Ce n’est que récemment, à la faveur d’un changement politique majeur, que les lignes ont commencé à bouger. Le nouveau pouvoir en place a lancé une opération de déblocage sans précédent au sein de la Fonction publique gabonaise. Entre septembre 2023 et septembre 2024, 4 428 dossiers en souffrance ont enfin été traités, rendant justice à des agents trop longtemps oubliés par l’État. Ce réveil administratif a nécessité une mobilisation budgétaire massive, avec plus de 106 milliards FCFA engagés, dont deux premières tranches de 35 milliards et 63,7 milliards ont déjà été versées.
Mais cette volonté de rupture avec l’ancien ordre va au-delà des chiffres. Un audit interne a révélé l’existence de 13 000 fonctionnaires fictifs, symptôme d’un système rongé par la fraude et le népotisme. Ces agents invisibles, grassement rémunérés sans jamais avoir servi, cristallisaient la logique de prédation du régime déchu. Leur mise au jour renforce la nécessité d’un nettoyage structurel profond et durable.

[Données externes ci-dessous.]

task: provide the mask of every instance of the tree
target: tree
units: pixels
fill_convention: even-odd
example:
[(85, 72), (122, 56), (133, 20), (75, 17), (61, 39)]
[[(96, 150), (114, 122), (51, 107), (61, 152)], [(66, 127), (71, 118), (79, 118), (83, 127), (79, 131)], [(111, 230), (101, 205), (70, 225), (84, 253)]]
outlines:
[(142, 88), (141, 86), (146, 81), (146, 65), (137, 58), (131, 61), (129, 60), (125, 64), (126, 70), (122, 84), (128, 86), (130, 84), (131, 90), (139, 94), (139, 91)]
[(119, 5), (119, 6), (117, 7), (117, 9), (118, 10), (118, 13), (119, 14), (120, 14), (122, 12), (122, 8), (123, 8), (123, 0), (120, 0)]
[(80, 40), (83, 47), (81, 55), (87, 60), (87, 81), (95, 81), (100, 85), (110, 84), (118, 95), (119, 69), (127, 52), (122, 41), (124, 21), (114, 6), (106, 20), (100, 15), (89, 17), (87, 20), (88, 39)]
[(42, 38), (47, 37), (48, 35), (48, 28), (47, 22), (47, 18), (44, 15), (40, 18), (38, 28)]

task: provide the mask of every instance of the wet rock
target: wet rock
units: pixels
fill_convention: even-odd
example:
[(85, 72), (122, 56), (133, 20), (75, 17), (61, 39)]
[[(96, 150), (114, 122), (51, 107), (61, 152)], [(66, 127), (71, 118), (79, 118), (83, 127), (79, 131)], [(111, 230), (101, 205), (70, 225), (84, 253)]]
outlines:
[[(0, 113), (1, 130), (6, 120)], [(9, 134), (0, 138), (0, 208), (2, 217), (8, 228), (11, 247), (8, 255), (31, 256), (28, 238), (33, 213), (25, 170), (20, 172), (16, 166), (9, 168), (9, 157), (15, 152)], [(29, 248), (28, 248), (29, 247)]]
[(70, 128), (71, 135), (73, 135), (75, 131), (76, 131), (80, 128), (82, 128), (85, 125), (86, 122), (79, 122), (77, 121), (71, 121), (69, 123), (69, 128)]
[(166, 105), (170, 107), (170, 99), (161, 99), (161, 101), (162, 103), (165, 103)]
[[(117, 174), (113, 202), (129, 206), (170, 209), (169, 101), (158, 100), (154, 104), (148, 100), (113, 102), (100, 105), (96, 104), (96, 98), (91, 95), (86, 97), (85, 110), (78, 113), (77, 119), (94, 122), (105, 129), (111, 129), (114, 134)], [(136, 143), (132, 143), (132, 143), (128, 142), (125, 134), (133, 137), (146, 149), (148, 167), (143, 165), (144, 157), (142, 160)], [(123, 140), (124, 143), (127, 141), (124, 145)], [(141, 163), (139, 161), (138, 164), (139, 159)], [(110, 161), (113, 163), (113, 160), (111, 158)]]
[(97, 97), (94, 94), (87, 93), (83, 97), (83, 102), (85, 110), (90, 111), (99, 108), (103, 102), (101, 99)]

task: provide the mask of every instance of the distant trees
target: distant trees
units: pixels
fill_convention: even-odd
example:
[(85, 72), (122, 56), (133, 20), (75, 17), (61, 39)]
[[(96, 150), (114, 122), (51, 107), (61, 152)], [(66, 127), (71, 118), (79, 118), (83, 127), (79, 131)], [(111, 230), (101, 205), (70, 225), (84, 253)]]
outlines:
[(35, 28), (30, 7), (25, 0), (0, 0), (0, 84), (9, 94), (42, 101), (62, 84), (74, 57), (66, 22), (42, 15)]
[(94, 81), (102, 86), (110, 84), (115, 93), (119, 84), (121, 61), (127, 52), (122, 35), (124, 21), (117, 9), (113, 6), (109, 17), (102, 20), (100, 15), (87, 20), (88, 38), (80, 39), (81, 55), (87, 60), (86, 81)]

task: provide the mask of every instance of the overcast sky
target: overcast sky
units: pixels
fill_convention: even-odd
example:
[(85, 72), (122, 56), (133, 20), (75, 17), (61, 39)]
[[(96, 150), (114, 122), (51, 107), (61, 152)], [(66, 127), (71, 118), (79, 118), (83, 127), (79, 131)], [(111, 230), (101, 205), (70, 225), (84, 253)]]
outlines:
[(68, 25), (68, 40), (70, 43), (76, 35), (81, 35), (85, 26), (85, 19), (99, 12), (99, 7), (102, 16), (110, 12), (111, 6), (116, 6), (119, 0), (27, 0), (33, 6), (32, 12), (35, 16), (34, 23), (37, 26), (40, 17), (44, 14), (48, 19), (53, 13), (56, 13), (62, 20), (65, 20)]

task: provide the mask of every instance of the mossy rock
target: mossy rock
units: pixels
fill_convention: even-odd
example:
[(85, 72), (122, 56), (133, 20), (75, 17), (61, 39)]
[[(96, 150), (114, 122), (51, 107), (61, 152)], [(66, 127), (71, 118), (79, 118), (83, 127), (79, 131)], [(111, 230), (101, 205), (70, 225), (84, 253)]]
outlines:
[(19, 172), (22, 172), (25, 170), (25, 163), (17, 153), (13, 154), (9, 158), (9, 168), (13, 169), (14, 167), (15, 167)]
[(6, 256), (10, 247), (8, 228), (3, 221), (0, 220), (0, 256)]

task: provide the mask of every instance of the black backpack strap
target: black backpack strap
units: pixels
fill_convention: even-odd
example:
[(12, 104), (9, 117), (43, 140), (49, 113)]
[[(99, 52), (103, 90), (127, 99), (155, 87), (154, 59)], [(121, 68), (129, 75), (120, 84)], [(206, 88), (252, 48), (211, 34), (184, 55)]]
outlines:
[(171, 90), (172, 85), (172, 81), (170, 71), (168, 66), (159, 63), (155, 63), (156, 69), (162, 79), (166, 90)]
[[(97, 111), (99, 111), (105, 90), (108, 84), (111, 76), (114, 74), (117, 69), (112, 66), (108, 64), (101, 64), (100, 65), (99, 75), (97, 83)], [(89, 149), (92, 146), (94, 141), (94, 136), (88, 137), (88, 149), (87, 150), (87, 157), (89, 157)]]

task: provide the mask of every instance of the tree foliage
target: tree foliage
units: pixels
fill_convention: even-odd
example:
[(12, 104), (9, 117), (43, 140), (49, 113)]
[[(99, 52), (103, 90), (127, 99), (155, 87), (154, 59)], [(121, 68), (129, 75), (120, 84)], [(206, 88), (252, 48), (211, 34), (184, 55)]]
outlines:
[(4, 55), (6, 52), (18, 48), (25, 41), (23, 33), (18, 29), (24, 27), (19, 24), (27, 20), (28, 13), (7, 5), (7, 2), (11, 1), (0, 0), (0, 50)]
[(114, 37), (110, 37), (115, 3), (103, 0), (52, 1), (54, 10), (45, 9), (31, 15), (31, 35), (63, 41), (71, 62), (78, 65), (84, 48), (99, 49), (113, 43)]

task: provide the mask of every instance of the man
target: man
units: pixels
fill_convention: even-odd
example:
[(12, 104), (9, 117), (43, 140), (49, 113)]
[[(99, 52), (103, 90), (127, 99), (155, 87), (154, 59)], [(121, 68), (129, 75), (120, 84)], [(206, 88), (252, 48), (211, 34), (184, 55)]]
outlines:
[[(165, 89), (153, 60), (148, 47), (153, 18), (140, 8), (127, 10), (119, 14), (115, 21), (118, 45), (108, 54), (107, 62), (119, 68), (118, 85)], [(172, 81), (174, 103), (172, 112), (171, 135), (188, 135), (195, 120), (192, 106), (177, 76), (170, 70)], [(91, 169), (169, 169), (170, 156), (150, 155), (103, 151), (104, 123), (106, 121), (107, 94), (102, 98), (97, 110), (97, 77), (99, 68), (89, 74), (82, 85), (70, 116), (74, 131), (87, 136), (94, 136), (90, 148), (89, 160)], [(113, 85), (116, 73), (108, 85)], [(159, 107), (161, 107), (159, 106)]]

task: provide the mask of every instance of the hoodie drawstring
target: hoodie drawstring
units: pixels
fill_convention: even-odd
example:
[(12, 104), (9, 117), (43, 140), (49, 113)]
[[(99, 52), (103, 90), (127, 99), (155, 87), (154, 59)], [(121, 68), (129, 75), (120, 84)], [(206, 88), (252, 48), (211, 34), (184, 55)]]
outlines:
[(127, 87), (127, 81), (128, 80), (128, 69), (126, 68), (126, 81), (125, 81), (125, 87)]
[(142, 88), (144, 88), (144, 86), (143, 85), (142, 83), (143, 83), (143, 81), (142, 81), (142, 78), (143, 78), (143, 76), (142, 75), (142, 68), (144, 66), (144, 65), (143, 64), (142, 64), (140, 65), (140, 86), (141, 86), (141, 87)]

Cette dynamique est saluée, mais reste incomplète : de nombreux agents attendent encore que leur situation évolue. L’espoir est revenu, certes, mais teinté de prudence. Beaucoup craignent que les vieux réflexes ne reprennent le dessus si la vigilance faiblit.
Le défi désormais est clair : consolider les acquis, accélérer les procédures et garantir que plus jamais une telle paralysie ne soit possible. Une fonction publique gabonaise modernisée et respectueuse de ses agents reste le seul antidote durable à l’injustice institutionnalisée.